Все-таки недаром Валентина была учителем, и учителем хорошим. Буквально за секунду она заметным усилием воли погасила свою вспышку и, приветливо улыбнувшись, извинилась за срыв. Нервы, усталость и все такое… И вообще нам пора! По коридору мы шли молча, но рядом.
– К Танеевым? – спросила она.
– Миша на монтаже. Может, к Хургину?
– Хургины перебрались на Литий-Юг. Валлон сейчас дома.
– А что – Валлон? В последнее время я только и слышу – Валлон, Валлон! Голоса нарабатывает? Галайда еще не ушел. Пусть Валлон лучше кроликов защищает от твоих учеников. Так скоро всех кроликов перебьют, брызгалками. Или это входит в задачи естественного воспитания?
– Во-первых, не всех, – ответила Валентина, – во-вторых, это самозащита, а не истребление. Валлон, если хочешь знать, один из разработчиков программы естественного воспитания.
– Даже так! Я помню, он был отличным водителем манипуляторов. Теперь решил сменить специальность?
Она не ответила. Мы шли по пустынному ярусу. До пересмены еще много времени. За нами послышались быстрые, тающие в мягком линолите шаги. Я обернулся. Нас догонял Лыков.
– Слушай, – сказал он озабоченно, – ты вышел, а тебя сразу же запросили с этой, ну, почты, одним словом. Просили связаться, тебе с Земли какая-то информация.
– Спасибо! – Я огляделся и заметил впереди метрах в десяти терминал для личных сообщений. Сообщение было очень коротким, но до меня не сразу дошел его смысл.
– Опять твой Прокеш? – желчно спросила Валентина, потом взглянула на мое лицо и спросила тихо: «Кто? Бабушка?»
– Отец, – ответил я, покачнулся и, кажется, завыл.
Мать сидела за длинным семейным столом и говорила о том, что ее постоянное отсутствие, работа в такой дали, не могли не сказаться на здоровье отца, а в последние годы у него пошаливало сердце. Лучше бы ей перевестись поближе, но тогда срывалась многолетняя научная программа.
– Он боялся, что ты останешься там, не вернешься, но я знала, чувствовала! Все плохо, да? Лучше бы вы оставались здесь, работы хватает, и ей легче. Я понимаю, хочется жить самостоятельно, вот и мы жили, – неделями иногда не виделись, а теперь его нет, а я не помню цвета его глаз!
Недавно, перед самым отъездом на Красную, отец подарил мне шкатулку. Он был очень доволен своей работой, мне даже показалось, что он немного удивлен – по-моему, это была первая, кажется, его самоделка, доведенная до конца. Плоская деревянная шкатулка с нехитрой резьбой завитками.

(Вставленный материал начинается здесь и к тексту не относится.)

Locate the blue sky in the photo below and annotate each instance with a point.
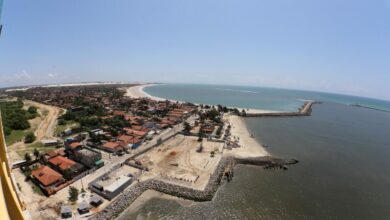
(335, 46)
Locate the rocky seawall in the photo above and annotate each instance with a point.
(224, 168)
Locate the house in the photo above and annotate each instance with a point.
(112, 146)
(66, 211)
(47, 176)
(139, 133)
(50, 142)
(74, 146)
(63, 164)
(54, 153)
(126, 139)
(95, 201)
(89, 157)
(83, 208)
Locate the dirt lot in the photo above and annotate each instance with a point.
(42, 126)
(179, 161)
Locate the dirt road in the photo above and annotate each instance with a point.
(49, 115)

Мать не плакала. Мерно, сухо рассказывала, вспоминала. О том, как отец беспокоился о внуках, о том, как он долго и заботливо ухаживал за ней после родов, когда мой брат-близнец родился мертвым… Я впервые услышал о брате, но тогда даже не удивился. Хотя мелькнула мысль – может, там родился мертвым я. Где там – я не знал.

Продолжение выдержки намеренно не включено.